The NDC candidate also cited “night landing challenges at the Lauriston airport” as a problem due to the fact that “planes cannot land there at night.”

He expressed dissatisfaction that after all these years “we (still have to) go to Grenada for just about everything – MRI scan, dialysis, chemo, and other therapy” noting that “it can always be cheaper to fly in the experts to Carriacou than to fly out the patient”.

“So, we have to look at different ways, and means but we must ensure that Carriacou and Petite Martinique have the best medical care in the Caribbean…and if not the western hemisphere,” he added.

The state of healthcare in Carriacou was one of the arguments advanced by Andrews as he addressed supporters during the March 12 opening of his new constituency office ahead of the upcoming general election.

The event was attended by hundreds including persons from the mainland, and included an appearance by former NDC Candidate for Carriacou and Petite Martinique, Attorney-at-Law George Prime, who contested the seat unsuccessfully for the party in 2003 and 2008.

It was a welcoming return for Prime who was absent in the 2013 and 2018 election but appeared on the platform of his close friend, ex-NDC General Secretary, Peter David who contested the Town of St George seat in the last election on the NNP ticket.
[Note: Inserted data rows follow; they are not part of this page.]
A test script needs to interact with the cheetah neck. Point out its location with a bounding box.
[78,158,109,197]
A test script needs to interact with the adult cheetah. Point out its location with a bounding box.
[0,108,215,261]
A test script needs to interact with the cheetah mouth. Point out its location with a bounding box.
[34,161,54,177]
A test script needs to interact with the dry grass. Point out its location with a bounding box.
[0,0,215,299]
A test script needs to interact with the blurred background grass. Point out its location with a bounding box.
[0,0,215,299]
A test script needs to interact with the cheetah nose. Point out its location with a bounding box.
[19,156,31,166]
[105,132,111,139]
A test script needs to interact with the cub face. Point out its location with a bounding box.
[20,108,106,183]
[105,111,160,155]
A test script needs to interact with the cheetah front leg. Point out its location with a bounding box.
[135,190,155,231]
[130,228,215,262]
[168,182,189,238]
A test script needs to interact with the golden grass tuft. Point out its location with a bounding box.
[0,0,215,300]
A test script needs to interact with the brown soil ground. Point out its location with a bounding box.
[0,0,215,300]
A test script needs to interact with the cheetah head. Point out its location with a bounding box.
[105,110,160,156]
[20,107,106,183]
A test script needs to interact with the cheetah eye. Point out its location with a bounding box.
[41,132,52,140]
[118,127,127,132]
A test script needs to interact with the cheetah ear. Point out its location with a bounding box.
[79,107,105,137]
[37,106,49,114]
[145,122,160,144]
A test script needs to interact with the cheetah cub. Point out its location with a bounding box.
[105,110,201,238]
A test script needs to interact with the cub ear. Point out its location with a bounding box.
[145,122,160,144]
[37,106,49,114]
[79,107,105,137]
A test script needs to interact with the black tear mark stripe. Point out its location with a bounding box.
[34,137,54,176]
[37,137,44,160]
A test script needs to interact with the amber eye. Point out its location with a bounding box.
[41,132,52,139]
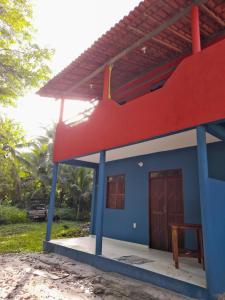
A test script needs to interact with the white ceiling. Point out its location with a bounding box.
[77,129,219,163]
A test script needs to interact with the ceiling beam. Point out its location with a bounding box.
[63,0,207,97]
[201,4,225,26]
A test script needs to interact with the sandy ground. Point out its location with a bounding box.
[0,253,190,300]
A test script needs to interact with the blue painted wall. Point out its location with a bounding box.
[92,142,225,248]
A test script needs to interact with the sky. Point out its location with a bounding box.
[5,0,141,138]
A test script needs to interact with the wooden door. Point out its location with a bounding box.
[149,170,183,251]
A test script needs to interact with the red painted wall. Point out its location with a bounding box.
[54,39,225,161]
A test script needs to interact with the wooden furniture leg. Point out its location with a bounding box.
[198,228,205,270]
[196,229,202,264]
[172,227,179,269]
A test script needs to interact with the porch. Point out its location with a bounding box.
[44,235,207,299]
[46,235,206,288]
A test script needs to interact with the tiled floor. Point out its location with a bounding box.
[51,236,206,287]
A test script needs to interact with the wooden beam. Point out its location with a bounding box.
[63,0,207,96]
[201,4,225,26]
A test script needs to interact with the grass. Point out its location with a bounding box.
[0,221,87,253]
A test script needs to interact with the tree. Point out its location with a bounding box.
[0,0,53,105]
[0,117,29,204]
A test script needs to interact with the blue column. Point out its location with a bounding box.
[46,163,58,241]
[196,126,211,290]
[90,168,98,234]
[95,151,105,255]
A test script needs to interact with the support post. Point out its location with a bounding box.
[197,126,225,299]
[95,151,105,255]
[59,99,64,123]
[46,163,58,241]
[90,168,98,234]
[196,126,211,289]
[102,65,112,100]
[191,5,201,54]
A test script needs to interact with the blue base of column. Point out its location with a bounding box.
[46,163,58,241]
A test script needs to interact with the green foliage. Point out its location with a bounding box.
[0,205,27,225]
[0,221,87,253]
[55,207,76,221]
[0,0,53,105]
[0,118,93,221]
[0,117,29,204]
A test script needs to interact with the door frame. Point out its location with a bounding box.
[148,168,184,251]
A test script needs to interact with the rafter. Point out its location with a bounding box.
[63,0,207,96]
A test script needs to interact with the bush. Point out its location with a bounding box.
[55,208,76,221]
[0,205,27,224]
[56,223,89,238]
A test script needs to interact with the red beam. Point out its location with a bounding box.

Andrews blasted the NNP for its track record on healthcare on the two sister isles over the years.

He said: “22 years they (NNP) have been in charge of the affairs of Carriacou and Petite Martinique, and you are telling me that this is the state of our health care services…we deserve better.”

Andrews criticised the ruling administration, stating that there is “no sense of leadership within the Ministry of Carriacou, and Petite Martinique Affairs,” which is currently headed by Legal Affairs Minister, Kindra Maturine-Stewart.

As the country prepares for the removal of COVID-19 restrictions from April 4, amid soaring COVID-19 cases internationally, Andrews commended Grenadians for keeping safe during the pandemic.

However, the senior Congress member told THE NEW TODAY that he “would have loved to see that the Ministry of Health used the opportunity (presented by the pandemic) to send more resources to the people of Carriacou and Petite Martinique, taking into consideration the challenges that they saw, and know that we are faced with.”

“If we (in Carriacou) had some of the challenges where people had to be hooked on to ventilators having breathing difficulties …the challenges of dealing with cases here on the island would have been great because some of the basic equipment we just don’t have it but unfortunately that was not done,” he said.